According to the United Nations High Commissioner for Refugees (UNHCR), over one million Somali citizens are currently displaced. Rainfall last fell upon the land two years ago in Somalia, bringing famine, drought, and starvation. This has plagued the land of Somalia, causing people to flee for their safety.
In the next few months, the number of people affected by this is expected to increase between five to seven million, about 41% of Somalia’s population (The Guardian). Everyday, people are fleeing due to the absence of water and food in their villages. Somali citizens last faced a famine in 2011. By the time it was officially categorized as a famine, 100,000+ people had already died, and 260,000+ people had died by the time the famine had ended. Now, the people of Somalia are faced with a famine, with little aid being provided to them.
East Africa is the most affected drought region in the world. Specifically, in Somalia, the past five rain seasons have failed. Rainy seasons are months that expect significant amounts of rain to fall July through August and October through the end of November. The next two rain seasons are projected to fail as well, meaning that there would be little to no rainfall within the next year. If Somalia does experience rainfall, it would quickly evaporate and leave only small amounts for drinking and farming. This leaves people with no other options but to stay and die, or leave in hopes of finding aid. People who decide to flee are just as unlucky as the people who stay behind. These families who flee still experience water and food scarcities, and a lack of healthcare. No matter how far these people are traveling, the drought is everywhere.
Climate change is a key factor in this drought. With rising temperatures, areas in East Africa are facing extremely high temperatures and little rainfall. Climate change is not the only factor contributing to this drought, though.
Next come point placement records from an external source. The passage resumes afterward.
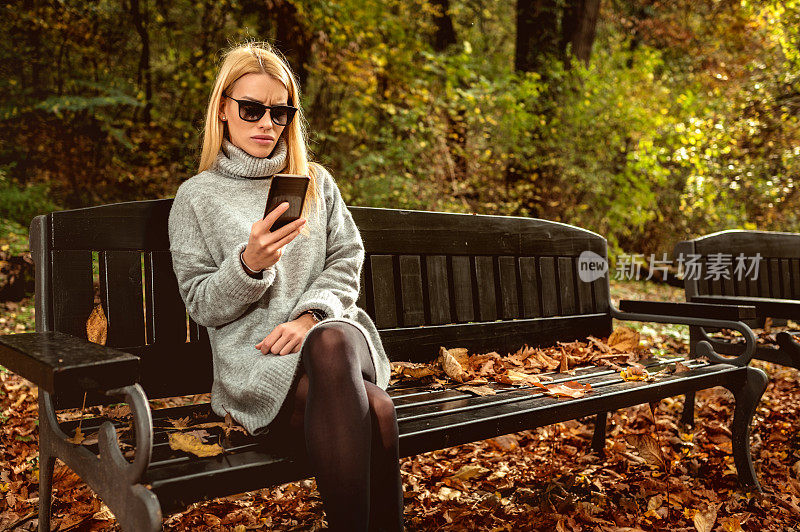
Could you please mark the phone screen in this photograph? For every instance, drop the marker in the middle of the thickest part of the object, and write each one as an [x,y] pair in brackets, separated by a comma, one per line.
[290,188]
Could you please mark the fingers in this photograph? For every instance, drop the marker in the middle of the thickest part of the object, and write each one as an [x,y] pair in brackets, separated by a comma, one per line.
[281,346]
[273,215]
[288,238]
[289,228]
[278,344]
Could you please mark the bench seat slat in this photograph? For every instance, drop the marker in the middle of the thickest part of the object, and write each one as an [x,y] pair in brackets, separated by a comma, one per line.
[455,429]
[454,403]
[177,485]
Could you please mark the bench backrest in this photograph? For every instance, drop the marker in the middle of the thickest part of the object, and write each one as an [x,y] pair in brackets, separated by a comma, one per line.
[769,267]
[429,279]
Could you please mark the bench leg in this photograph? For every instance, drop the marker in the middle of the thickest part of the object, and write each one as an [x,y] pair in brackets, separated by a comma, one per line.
[747,397]
[790,346]
[599,438]
[46,465]
[687,417]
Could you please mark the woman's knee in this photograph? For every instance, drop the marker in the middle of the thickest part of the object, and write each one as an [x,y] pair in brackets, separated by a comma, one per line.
[329,350]
[383,413]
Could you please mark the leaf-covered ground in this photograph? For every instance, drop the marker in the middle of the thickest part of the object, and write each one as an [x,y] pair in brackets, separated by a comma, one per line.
[654,475]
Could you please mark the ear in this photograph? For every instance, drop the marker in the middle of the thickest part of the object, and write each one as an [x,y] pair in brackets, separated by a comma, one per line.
[221,111]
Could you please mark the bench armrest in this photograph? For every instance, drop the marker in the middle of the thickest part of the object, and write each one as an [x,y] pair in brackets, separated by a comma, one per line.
[765,306]
[689,310]
[56,361]
[704,347]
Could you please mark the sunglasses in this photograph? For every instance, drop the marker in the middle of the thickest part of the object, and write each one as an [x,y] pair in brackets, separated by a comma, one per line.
[251,111]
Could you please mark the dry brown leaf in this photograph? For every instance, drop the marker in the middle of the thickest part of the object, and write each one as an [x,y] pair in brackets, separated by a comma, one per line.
[731,524]
[190,444]
[412,370]
[634,373]
[478,390]
[97,326]
[77,439]
[516,377]
[648,448]
[704,521]
[624,339]
[571,389]
[469,471]
[104,514]
[451,366]
[180,423]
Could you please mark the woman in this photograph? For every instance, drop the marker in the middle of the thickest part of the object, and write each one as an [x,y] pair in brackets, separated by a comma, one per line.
[293,354]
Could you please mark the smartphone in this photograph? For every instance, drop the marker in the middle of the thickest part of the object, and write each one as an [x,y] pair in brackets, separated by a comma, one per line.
[287,187]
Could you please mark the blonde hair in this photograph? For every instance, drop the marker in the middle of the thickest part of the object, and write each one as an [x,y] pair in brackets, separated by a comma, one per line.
[258,57]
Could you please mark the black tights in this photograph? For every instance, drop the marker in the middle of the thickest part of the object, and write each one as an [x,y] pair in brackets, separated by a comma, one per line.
[350,431]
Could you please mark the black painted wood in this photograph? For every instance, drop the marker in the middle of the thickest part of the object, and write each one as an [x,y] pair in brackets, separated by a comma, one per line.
[166,313]
[486,283]
[121,295]
[72,292]
[438,289]
[548,286]
[487,299]
[509,287]
[383,291]
[411,283]
[59,362]
[765,306]
[694,310]
[462,288]
[531,307]
[764,268]
[566,285]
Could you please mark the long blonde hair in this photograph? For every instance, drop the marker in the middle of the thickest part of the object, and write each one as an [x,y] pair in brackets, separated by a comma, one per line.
[259,57]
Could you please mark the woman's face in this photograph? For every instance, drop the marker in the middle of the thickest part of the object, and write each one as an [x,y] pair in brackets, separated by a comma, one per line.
[247,135]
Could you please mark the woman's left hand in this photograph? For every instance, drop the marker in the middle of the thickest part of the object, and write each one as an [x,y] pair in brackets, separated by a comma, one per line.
[287,337]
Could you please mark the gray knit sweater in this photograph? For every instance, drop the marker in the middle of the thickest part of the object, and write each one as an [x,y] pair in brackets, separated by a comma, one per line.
[209,225]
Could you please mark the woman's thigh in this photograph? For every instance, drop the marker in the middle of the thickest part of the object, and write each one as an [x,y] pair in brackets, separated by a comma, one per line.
[293,410]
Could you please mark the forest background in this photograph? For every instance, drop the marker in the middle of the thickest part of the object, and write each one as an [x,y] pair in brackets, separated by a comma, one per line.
[645,121]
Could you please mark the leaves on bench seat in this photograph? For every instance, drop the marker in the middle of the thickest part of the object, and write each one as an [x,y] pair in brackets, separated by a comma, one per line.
[190,443]
[525,367]
[97,326]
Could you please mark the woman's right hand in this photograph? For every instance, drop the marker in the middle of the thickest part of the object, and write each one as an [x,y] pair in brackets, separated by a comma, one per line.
[264,247]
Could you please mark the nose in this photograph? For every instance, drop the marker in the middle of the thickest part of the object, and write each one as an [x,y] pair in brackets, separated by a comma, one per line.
[266,120]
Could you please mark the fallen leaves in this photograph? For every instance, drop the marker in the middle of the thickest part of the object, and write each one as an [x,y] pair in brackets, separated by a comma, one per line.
[191,444]
[624,340]
[634,373]
[571,389]
[527,366]
[97,326]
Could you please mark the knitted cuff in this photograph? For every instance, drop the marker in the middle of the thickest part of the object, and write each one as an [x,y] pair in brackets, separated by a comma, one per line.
[236,282]
[323,300]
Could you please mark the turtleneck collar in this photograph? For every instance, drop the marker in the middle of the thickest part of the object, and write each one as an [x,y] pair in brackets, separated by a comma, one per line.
[239,164]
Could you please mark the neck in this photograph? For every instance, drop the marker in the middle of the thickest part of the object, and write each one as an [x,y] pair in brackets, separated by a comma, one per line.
[234,162]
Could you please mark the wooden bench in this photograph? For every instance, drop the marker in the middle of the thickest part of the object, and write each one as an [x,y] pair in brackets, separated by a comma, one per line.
[486,283]
[773,288]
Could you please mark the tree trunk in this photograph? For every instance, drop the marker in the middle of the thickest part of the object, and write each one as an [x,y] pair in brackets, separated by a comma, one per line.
[144,76]
[445,33]
[579,28]
[537,33]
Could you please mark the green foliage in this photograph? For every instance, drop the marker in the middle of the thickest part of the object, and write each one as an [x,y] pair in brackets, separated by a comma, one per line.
[19,205]
[685,121]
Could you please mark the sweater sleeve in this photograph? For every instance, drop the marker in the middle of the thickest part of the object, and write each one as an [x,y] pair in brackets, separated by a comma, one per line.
[337,287]
[214,294]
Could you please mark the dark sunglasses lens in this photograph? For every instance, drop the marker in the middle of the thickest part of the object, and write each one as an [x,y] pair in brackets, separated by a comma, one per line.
[280,115]
[251,111]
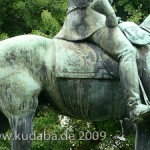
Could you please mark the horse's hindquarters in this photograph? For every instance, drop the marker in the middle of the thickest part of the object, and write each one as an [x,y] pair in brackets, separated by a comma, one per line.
[92,99]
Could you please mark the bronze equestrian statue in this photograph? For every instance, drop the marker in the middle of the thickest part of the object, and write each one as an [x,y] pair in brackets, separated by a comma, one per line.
[77,78]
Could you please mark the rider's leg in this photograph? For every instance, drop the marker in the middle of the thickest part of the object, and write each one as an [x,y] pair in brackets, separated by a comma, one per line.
[113,42]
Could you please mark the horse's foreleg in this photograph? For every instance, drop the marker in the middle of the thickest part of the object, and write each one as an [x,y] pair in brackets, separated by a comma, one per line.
[21,131]
[19,100]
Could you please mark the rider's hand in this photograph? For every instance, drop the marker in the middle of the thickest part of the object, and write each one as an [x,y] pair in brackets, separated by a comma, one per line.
[111,21]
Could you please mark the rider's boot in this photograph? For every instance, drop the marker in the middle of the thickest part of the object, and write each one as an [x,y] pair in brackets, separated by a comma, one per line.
[130,80]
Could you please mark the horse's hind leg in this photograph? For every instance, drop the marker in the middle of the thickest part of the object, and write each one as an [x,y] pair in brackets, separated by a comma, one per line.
[19,102]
Russia’s invasion of Ukraine has also played a role in this crisis, as it limits grain delivery and necessary aid to Somalia. In addition to this, al-Shabaab (a militant and terrorist group) has been known to limit aid that enters Somalia. They also have used fear mongering tactics to prevent people who had fled to re-enter the country, threatening them with violent methods.
The UNHCR has established that it would take around $9.5 million dollars to help the displaced communities in Somalia. Although this is a high number, it is imperative in helping to aid the crisis that plagues the Somalian population. If action is not taken, families will continue to suffer and it will only get worse.